If there's any chance your app will need to scale beyond 10,000 users or integrate deeply with other systems, start with code. The short-term speed advantage of Bubble isn't worth the long-term lock-in.
That said, if you're just testing demand and plan to throw away the MVP and rebuild properly once you have paying customers, Bubble is a smart choice. Just go in knowing it's disposable.
When to Use Both
Most of my consulting clients end up using a hybrid approach:
- Bubble for the user-facing app — fast to build, easy to update, handles auth and payments out of the box
- Claude Code for backend automation — data pipelines, API integrations, anything that needs to run on a schedule or process large volumes
This gives you speed and flexibility. Bubble handles what Bubble does well. Claude Code fills in the gaps. And because Claude Code outputs are just APIs or scripts, they plug into Bubble cleanly.
I wrote about this pattern in detail in my post on Claude Code vs Zapier — the same logic applies here. Use the visual tool for the parts where speed matters, and use code for the parts where control matters.
My Recommendation
If you're a non-technical founder trying to decide between Claude Code and Bubble, ask yourself three questions:
- Is this a CRUD app or does it need custom logic? CRUD → Bubble. Custom logic → Claude Code.
- Do I need this to scale past 10,000 users? Yes → start with code. No → Bubble is fine.
- Am I willing to learn enough to deploy and maintain custom code? Yes → Claude Code will save you money long-term. No → Bubble is safer.
And if you're still not sure, the right answer is probably both.
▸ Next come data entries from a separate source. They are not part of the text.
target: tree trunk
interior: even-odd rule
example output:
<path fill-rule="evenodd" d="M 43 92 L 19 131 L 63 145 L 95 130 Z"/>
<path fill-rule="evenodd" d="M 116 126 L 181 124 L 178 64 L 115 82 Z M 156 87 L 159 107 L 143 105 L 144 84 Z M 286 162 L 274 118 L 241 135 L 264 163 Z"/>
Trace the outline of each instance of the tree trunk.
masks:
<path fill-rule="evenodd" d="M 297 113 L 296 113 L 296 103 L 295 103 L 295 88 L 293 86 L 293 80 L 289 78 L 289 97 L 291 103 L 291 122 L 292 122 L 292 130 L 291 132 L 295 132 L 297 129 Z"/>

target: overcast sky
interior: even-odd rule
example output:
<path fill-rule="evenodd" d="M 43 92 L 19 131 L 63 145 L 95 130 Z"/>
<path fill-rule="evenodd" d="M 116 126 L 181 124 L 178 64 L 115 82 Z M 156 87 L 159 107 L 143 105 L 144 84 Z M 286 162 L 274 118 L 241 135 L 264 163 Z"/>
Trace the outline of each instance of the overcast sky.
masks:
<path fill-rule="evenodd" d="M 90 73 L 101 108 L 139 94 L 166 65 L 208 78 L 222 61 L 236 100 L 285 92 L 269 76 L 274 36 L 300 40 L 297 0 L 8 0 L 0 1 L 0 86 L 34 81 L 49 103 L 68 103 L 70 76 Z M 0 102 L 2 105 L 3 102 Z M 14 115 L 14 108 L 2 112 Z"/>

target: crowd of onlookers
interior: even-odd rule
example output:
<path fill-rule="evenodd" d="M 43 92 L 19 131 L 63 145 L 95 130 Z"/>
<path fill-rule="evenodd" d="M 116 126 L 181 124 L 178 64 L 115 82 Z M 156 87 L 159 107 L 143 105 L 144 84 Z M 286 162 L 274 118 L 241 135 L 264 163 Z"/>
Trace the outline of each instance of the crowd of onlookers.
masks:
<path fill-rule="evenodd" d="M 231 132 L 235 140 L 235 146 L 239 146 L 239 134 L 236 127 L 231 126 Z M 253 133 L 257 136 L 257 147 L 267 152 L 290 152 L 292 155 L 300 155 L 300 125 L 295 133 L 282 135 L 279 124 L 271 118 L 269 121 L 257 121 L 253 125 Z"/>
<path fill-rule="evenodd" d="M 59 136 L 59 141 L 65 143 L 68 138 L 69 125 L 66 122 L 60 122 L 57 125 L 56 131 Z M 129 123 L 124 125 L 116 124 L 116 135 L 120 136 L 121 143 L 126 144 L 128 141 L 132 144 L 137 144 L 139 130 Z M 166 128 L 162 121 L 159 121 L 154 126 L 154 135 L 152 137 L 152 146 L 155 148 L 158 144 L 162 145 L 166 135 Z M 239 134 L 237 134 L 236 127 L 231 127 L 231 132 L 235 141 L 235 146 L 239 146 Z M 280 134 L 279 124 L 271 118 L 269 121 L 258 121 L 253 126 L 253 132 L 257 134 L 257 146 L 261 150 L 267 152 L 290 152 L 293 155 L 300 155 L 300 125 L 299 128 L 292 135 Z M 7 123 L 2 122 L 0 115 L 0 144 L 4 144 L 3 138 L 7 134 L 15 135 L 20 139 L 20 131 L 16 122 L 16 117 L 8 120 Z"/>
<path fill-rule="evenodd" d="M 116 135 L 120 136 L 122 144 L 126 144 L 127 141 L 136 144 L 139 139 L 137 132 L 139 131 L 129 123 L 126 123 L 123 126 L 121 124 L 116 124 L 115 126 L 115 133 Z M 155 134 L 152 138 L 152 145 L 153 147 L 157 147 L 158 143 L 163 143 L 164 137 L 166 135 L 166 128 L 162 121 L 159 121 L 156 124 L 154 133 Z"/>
Build the MVP in Bubble to test demand. Use Claude Code for the one or two features Bubble can't handle. Then decide later whether to rebuild fully in code or stick with the hybrid.
If you want help figuring out which approach fits your specific project, I walk through this exact decision tree in my AI Audit calls. You can book one here. And if you have more questions about what Claude Code can and can't do, the FAQ covers most of them.
The tools are there. The question is just which one gets you to revenue fastest — and which one you'll still be happy with a year from now.